Penetrating atherosclerotic ulcer
A penetrating atherosclerotic ulcers (PAU) is a pathology that involves the aortic wall. This alongside an aortic dissection and a aortic intramural haematoma, is one of the possible causes of an acute aortic syndrome.
Epidemiology
Typically, penetrating atherosclerotic ulcers are seen in older male patients with history of hypertension (up to 92%), smoking (up to 77%) and coronary artery disease (up to 46%) as well as chronic obstructive pulmonary disease (24-68%)1.
Penetrating atherosclerotic ulcers account for 2.3 and 11% of all cases of acute aortic syndrome 1. In approxiamtely 42-61% of cases there are concurrent aortic aneurysms, most often in the abdomen1.
Clinical presentation
Typically patients present with symptoms of an acute aortic syndrome, namely acute intense chest pain, often described as tearing, ripping, migrating or pulsating 1,8.

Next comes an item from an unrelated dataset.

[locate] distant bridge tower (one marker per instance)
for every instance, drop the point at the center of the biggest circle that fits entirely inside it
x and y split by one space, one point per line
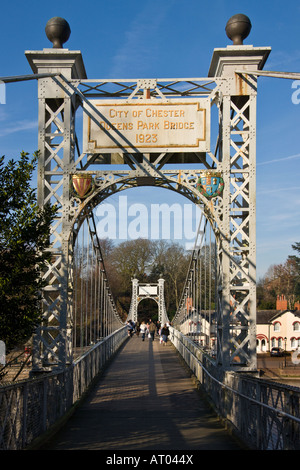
153 291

Some of the patients with penetrating atherosclerotic ulcer are asymptomatic and the diagnosis is made incidentally. In the previously cited article they cite the Mayo clinic series 2 in which just 75% of the patients had been symptomatic.
Pathology
The term "penetrating atherosclerotic ulcer" describes an ulcerating atherosclerotic lesion that penetrates the intima and progresses into the media. In the early stages the lesions just ulcerate the intima and are often asymptomatic. With further progression they ulcerate the media and lead to a hematoma of variable size within the media 3.
The penetrating atherosclerotic ulcer can resolve completly or stay stable, but they can also lead to aortic dissection, aortic saccular aneurysms and even spontaneous aortic rupture. There are conflicting reports about the most common course of the penetrating atherosclerotic ulcer 1.
Location
There is a greater predilection to involve the mid to distal thoracic aorta 6.
Radiographic features
CT
On CT-angiography of the aorta the typical finding is a contrast-filled, pouch-like protrusion of the aorta or into the thickened aortic wall in absence of a intimal flap or a false lumen. Often there are signs of extensive atherosclerosis in other sites apart from the ulceration 4.
Usually the ulcer is found in the descending part of the thoracic aorta. Ulcers of the aortic arch are less common, and rare in the ascending aorta 4.
Although associated pleural effusion correlates with clinical instability there are no validated imaging features for prediction of the course1.
In follow-up studies increasing maximum diameter and depth of the ulcer is an obvious sign of progression1.
Transesophageal echocardiogaphy
- usually TEE demonstrates a localized, craterlike protrusion of the aortic lumen into the thickened aortic wall 9.
- often there are signs of extensive atherosclerosis in other sites apart from the ulceration 9.
MRI and MRA
- T1-weighted SE sequences show a hyperintense hematoma in acut or subacute disease and can distinguish between hematoma and atherosclerotic plaque 9.
- furthermore similar findings to CTA 9.
DSA - angiography
- the typical finding is a contrast-filled, pouch-like protrusion of the aortic lumen 9.
- mostly several oblique projections are required 9.
Complications
Recognised complcations include
- transmural aortic rupture
- embolic phenomena
- pseudo-aneurysm formation
- progressive aneurysmal dilatation
Treatment and prognosis
Although the involvement of the ascending aorta in penetrating atherosclerotic ulcers is rare, the ulcers usually rupture. Therefore early-urgent or emergent surgical intervention is recommended 4.
Ulcers of the descending aorta may initially be managed with an aggressive (antihypertensive) medical therapy in combination with close clinical and radiographic follow-up. If there are signs of progression, surgical or endovascular stent-grafting becomes necessary 4.